While it’s still possible for US companies such as Intel to move jobs and factories wherever they like, I suspect that stricter provisions around dual-use technologies coming down the legislative pike will make it harder to outsource strategic industries in the future. Regionalisation of supply chains, not unfettered globalisation, is the future.
The ramifications of the proposed budget bill, the name of which has been changed from Build Back Better to the Inflation Reduction Act, are more difficult to predict. The fact that the administration was able to push through a spending bill branded as a way to fight inflation is an impressive piece of political economy ju-jitsu (there is more than $300bn in deficit reduction for those worried about excessive demand, which helps a lot). But it’s still unclear whether the compromise will pass. Even if it does, its effect on short term inflation is very much up for grabs.
The upside of the bill is that it would enable the federal government to address rising healthcare costs. It would do so by helping poorer families to pay healthcare premiums, and also by capping out-of-pocket costs for drugs for those on Medicare. It will allow the US to do what most other rich countries do — negotiate with drug companies to reduce prices by using the power of the federal government (the largest buyer of prescription drugs in the world) to leverage scale to lower costs. That’s a no brainer that could save hundreds of billions of dollars in taxpayer money.

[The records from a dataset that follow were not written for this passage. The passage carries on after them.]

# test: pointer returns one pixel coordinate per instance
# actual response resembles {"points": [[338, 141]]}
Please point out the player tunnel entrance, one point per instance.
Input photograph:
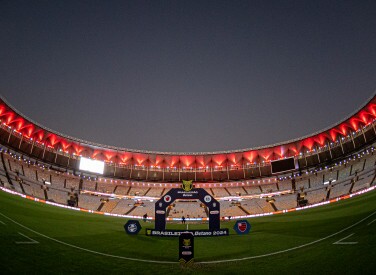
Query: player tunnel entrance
{"points": [[196, 194]]}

It also starts to address the outsized power of major lobbying industries such as Big Pharma. This, coupled with the fact that much of the bill would be funded by a 15 per cent minimum tax on big corporations goes a long way to fulfilling the administration’s promise to make the private sector pay its fair share in taxes.
Investment in clean energy is also welcome. I’m all for supporting investment in electric vehicles, wind farms, solar panels and lithium battery production. It is crucial to addressing climate change, which comes with its own huge economic costs. It’s the best way to encourage a “productive bubble” of widely shared private sector growth. Ultimately, it will lower the price of energy. But that process will take years.
No legislation is perfect. But last week represented an important first step toward bipartisan compromise on core bits of the Biden agenda that could have real economic impact. Restoring some sense of confidence that America can still govern itself comes with a reward beyond dollars.